WHEN THE UNIVERSITY of South Florida declared late in 2001 that it meant to fire tenured computer engineering professor Sami Al-Arian, he became a cause celebre of academic freedom. Mr. Al-Arian had long been suspected of raising money for Palestinian Islamic Jihad, a terrorist group that conducts suicide bombings against Israel. Yet even as the feds disclosed their continuing investigation related to Mr. Al-Arian, many were quick to label the case a post-Sept. 11 witch hunt. They were reacting partly to the university's poor handling of the matter; it initially blamed the disruptive atmosphere created by his presence, not his alleged terrorist links. But Mr. Al-Arian's defenders also ignored the possibility that their man was actually a terrorist. The faculty union filed a grievance alleging discrimination, among other things. Georgetown University Islam scholar John L. Esposito canceled a scheduled speech at USF, saying it was impossible for him to appear "at a university that so clearly violates the academic freedom of one of its professors." The American Association of University Professors threatened to censure USF if it fired Al-Arian, after its investigating committee found the charges "insubstantial" and determined that "grave issues of academic freedom and due process" were at stake.

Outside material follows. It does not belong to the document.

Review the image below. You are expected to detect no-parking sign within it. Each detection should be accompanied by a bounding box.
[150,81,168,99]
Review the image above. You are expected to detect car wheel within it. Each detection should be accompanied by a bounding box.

Last week, a federal grand jury issued a lengthy indictment of Mr. Al-Arian and several others. They are innocent until proven guilty. But the government is alleging far more than that Mr. Al-Arian was a terrorist fundraiser or a political sympathizer with Islamic resistance to Israeli policies. It contends, with considerable supporting detail, that he was a top official of Islamic Jihad. According to the indictment, he managed its money, held the wills of would-be suicide bombers, disseminated statements claiming responsibility for attacks, helped formulate policy on behalf of the organization, and was in regular covert contact with its general secretary, spiritual leader and other operatives. If these allegations prove true, Mr. Al-Arian -- far from a victim of a new anti-Muslim McCarthyism -- will rank among the more important terrorists ever arrested and prosecuted in this country.

The government's long-running investigation, like the university's actions, has been troubling at times. Mr. Al-Arian's brother-in-law, Mazen Al-Najjar, was held on secret evidence for nearly four years while the government pursued his deportation. But the indictment suggests that many people were too reflexive in their disbelief that an urbane, politically active professor -- one who had been to the White House and who regularly talked to journalists -- could be a genuine terrorist, and in their automatic assumption that he must be a victim of university railroading and FBI abuses.